Terakhir kali, S&P menaikkan peringkat Indonesia adalah pada tahun 2001, yakni dari BB menjadi BB+. Langkah S&P bertolakbelakang dengan sikap dua lembaga pemeringkat internasional lainnya yakni Moody's dan Fitch Ratings yang telah lebih dulu menempatkan Indonesia pada posisi layak investasi.
Raja mengatakan, polemik BBM bersubsidi yang menimbulkan demo besar-besaran membuat iklim dan industri Indonesia tercoreng. “Salah satu penyebabnya itu, sehingga perusahaan pemeringkat tersebut menganalisa Indonesia belum layak dapat peringkat investasi,” katanya
Gencarnya pemberitaan demo besar-besaran akibat kenaikan BBM subsidi membuat mata internasional melihat iklim investasi di Indonesia masih rawan.
Seharusnya pemerintah membangun komunikasi yang bagus agar potensi Indonesia dapat diketahui internasional.

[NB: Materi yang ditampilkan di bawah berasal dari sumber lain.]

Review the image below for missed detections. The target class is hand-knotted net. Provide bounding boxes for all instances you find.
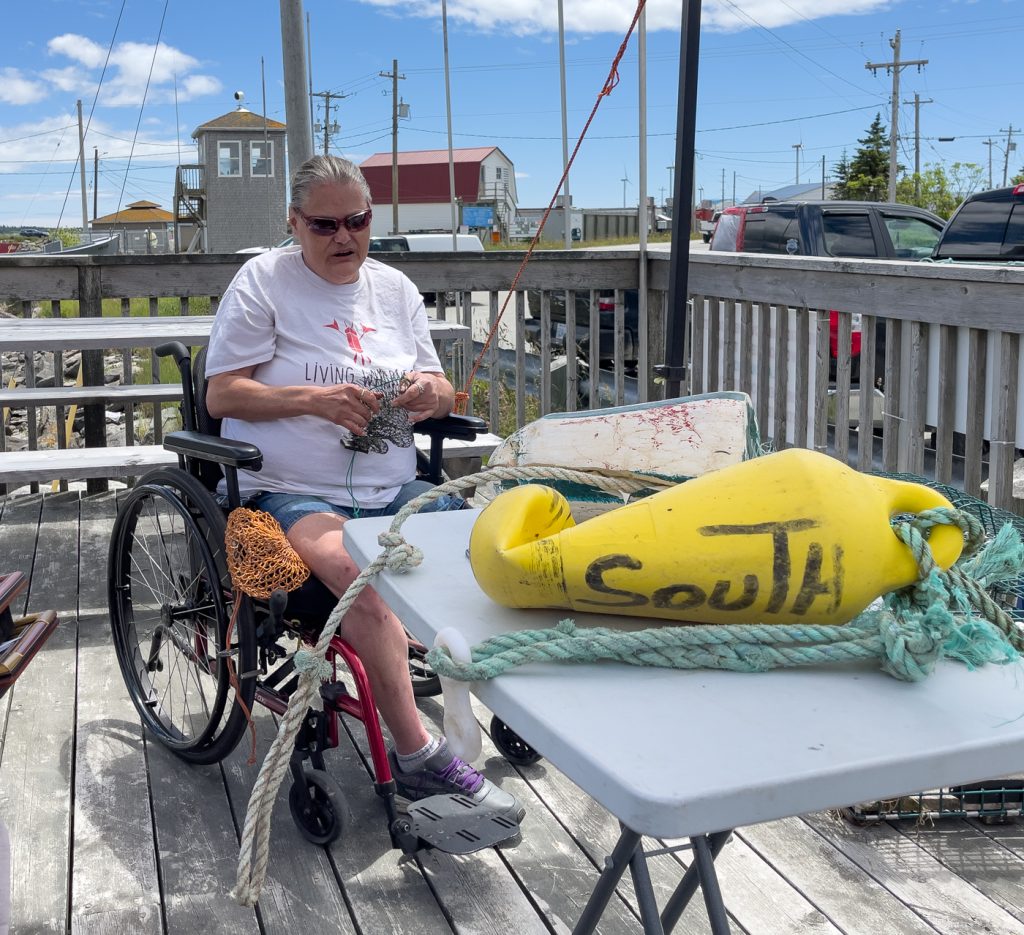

Dampaknya, akan mendorong pelaku industri maupun investor untuk menanamkan investasi di Indonesia.
“Potensi kita kan cukup banyak, misalnya di migas, maritim ataupun industri. Harusnya ini bisa tergali dengan baik jika saja komunikasi pemerintah berjalan dengan baik,” ujarnya.
Apalagi sejalan dengan adanya ASEAN Community pada 2015, seharusnya pemerintah sudah menyiapkan dan mengkoordinasikan setiap aspek. Padahal, sudah banyak negara-negara tetangga yang datang menemui Hipmi, untuk mempresentasikan potensi industrinya.
“Tapi apa yang terjadi dengan Indonesia, pemerintah justru sibuk mengurusi 2014 (pemilihan presiden), padahal siapapun yang nantinya terpilih, kita tetap akan dihadapkan pada ASEAN Community 2015, kalau kita tidak siap bahaya,” tuturnya.
Sebagai informasi S&P menyatakan, peringkat kredit Indonesia dibatasi rendahnya pendapatan per kapita, hambatan struktural dan institusional untuk pertumbuhan ekonomi. Selain itu, hal ini masih terbentur tingginya utang luar negeri maupun dangkalnya pasar modal domestik.